Kill/delete job that is not anymore in PBS/Slurm scheduler job list

jcducom · May 30, 2020, 11:33pm

I would like to delete/kill some jobs that had issues with scheduler. The jobs are not anymore in the scheduler list and therefore cannot killed/deleted them

I get

Command [‘qdel’ , '4406.ims ']'returned non-zero exit status 153 (as the job does not exist from the scheduler side)

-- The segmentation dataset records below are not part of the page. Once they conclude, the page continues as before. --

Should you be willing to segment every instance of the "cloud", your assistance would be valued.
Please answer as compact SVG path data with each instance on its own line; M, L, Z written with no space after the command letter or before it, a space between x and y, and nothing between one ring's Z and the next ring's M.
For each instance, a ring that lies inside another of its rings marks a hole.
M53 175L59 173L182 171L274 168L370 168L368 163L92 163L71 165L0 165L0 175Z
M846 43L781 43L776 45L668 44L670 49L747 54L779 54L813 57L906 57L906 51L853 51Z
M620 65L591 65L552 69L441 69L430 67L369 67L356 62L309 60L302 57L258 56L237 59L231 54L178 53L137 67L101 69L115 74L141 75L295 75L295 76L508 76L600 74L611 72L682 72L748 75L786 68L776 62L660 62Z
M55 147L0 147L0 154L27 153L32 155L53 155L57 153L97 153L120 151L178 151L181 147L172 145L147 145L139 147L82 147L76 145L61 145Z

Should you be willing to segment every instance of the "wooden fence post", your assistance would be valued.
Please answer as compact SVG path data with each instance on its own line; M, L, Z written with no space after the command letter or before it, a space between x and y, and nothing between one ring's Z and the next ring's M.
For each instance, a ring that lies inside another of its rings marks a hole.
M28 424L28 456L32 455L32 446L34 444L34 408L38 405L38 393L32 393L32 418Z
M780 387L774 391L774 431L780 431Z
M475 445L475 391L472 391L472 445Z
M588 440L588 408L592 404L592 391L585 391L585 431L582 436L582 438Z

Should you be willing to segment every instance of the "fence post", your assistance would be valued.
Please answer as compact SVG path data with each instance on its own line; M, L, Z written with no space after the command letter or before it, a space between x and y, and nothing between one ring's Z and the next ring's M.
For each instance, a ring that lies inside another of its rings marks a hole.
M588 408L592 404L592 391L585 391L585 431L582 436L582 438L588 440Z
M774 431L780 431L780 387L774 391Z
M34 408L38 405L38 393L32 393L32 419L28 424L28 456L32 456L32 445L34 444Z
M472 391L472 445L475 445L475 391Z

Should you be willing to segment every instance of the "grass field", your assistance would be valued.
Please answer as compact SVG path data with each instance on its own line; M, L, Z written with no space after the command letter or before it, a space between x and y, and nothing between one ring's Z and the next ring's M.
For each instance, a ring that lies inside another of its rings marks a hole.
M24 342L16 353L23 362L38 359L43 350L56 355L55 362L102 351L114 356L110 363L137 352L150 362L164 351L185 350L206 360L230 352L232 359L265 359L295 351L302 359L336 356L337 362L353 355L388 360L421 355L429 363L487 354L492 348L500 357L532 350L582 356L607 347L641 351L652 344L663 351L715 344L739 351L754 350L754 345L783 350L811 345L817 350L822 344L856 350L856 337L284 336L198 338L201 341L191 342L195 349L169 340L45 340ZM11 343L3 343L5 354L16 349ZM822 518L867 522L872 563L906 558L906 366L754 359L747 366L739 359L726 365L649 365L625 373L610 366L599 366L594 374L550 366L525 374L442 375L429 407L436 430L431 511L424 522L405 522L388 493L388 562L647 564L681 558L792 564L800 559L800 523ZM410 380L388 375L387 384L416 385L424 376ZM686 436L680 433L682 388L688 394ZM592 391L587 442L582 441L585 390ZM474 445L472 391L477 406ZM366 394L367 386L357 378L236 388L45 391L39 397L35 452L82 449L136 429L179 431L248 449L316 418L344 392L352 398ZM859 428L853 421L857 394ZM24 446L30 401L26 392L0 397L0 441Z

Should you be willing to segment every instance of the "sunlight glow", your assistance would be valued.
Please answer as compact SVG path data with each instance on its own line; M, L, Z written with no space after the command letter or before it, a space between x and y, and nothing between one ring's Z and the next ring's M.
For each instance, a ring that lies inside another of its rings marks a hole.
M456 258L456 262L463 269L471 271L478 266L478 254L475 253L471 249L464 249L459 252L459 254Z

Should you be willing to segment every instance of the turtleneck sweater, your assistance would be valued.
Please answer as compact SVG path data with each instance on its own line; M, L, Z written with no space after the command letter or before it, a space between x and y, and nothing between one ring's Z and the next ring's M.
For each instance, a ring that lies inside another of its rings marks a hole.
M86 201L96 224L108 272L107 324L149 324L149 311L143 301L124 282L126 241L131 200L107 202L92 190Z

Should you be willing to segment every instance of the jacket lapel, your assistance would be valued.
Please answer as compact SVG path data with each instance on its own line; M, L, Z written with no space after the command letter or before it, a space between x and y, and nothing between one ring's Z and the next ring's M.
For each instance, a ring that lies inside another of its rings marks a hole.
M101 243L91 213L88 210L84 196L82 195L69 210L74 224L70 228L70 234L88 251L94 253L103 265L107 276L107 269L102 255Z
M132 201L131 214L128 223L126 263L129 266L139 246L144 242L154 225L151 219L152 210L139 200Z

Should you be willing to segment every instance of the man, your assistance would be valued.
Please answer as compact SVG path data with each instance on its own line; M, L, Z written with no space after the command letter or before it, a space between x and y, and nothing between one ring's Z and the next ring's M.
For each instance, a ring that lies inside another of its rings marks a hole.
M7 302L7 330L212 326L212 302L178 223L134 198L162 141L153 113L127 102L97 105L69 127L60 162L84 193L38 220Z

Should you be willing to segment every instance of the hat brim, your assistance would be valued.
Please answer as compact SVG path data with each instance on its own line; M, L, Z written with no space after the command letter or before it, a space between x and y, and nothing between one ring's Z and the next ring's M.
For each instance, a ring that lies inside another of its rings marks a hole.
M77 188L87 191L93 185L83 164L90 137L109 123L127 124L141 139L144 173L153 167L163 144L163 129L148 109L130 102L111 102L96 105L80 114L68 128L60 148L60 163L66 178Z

Can I delete those jobs directly from mongodb? Can I delete all resources associated to a user as well?

Thanks you for any info

Best,

JC

stephan · June 1, 2020, 2:57pm

HI @jcducom,

This seems to be a bug- the kill command shouldn’t fail if the cluster command fails. We’ve recorded this issue and we’ll update you when it’s fixed. For the time being, you can manually “kill” the job by running the command:
cryosparcm cli "set_job_status('<project_uid>', '<job_uid>', 'killed')"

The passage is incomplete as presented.